Chaos: Our protagonist, New Tech, arises.

Discord: As a consequence, the first antagonist looms: Unintended
Consequences.

Confusion: New Tech is not dissuaded. It moves boldly, embracing what it sees
as positive change in the world.

Bureaucracy: Unintended Consequences summons the evil power of Somebody Else's
Problem, and reveals their true face: Angry Mobs.

The Aftermath: The Government steps in. They ban New Tech, establish a
Committee to Study Somebody Else's Problem, set up a fund for Unintended
Consequences, and violently suppress the Angry Mobs.

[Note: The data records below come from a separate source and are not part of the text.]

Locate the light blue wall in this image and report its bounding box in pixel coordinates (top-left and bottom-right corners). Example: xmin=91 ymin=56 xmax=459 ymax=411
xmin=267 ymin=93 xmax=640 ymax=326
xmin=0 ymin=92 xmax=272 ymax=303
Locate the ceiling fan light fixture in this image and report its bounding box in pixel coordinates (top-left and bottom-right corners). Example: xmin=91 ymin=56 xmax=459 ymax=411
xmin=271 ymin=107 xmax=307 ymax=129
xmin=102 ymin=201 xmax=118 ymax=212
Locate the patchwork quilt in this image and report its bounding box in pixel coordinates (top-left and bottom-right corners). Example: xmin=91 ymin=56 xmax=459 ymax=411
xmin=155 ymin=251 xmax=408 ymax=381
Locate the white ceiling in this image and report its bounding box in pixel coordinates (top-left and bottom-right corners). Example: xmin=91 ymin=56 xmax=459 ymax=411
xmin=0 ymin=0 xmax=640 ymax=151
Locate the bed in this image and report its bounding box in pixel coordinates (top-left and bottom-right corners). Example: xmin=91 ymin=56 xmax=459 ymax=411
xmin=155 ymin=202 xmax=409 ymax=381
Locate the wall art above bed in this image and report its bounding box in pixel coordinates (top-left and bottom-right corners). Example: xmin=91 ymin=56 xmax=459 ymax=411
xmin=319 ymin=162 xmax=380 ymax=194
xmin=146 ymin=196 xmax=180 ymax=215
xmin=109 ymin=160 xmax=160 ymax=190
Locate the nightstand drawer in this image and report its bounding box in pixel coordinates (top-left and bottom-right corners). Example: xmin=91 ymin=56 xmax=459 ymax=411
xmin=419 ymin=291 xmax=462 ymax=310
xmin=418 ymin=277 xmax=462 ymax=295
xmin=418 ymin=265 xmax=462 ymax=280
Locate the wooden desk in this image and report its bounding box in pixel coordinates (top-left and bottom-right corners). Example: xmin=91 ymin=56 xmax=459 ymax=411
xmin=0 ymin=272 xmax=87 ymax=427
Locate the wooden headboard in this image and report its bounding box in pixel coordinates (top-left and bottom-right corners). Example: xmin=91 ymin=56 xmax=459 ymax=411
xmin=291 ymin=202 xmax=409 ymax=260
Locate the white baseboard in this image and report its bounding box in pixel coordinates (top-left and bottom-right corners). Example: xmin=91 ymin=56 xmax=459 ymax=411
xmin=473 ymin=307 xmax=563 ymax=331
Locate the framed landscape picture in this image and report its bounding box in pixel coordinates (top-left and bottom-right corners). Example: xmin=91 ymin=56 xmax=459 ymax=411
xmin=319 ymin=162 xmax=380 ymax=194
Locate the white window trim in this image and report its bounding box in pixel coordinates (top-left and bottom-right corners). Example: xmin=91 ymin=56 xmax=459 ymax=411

Recall that, in Discordian 5-act, the protagonist is arbitrary, and usually
chosen to maximize irony, bathos, or confusion. Our goal is to remind the
audience of how silly it was to think of anything or anybody as morally
absolved.

------
PaulHoule
I grew up in Southern Hew Hampshire, one of the sprawliest places in the U.S.

The architectural principle of Southern NH is that streets are not organized
in a grid but rather in a hierarchy. They add more suburban "pods" at the leaf
nodes with resulting uncontrollable traffic increases at upper levels.

A street grid scales in an entirely different way in that if you build more
grid you add both short- and long-range access at the same time.

A town I live near added "traffic calming" measures, in some cases draconian.
(e.g. When the cop catches you turning towards the supermarket when you
shouldn't be you tell him that you're entirely confused by the streets in the
area, you blow 0.0, and he says he is confused by it too.)

As soon as traffic calming went into place, traffic got much worse on nearby
arteries, particularly wait times at street lights.

My current theory is that a good traffic route avoids stop lights like the
plague. It's inevitable that you will hit stop lights, wasting your time and
fuel. If you go to places where traffic concentrates, traffic will eventually
outflow the ability of cars to clear the intersection during the green cycle.
So a single traffic light causes you to be stuck for several cycles.

If you think for yourself you realize that you can clear 10 stop sign
intersections in the time that you can clear a bad pair of lights.

I don't apologize for any of this behavior because I am making life better for
people in the herd by getting out of it.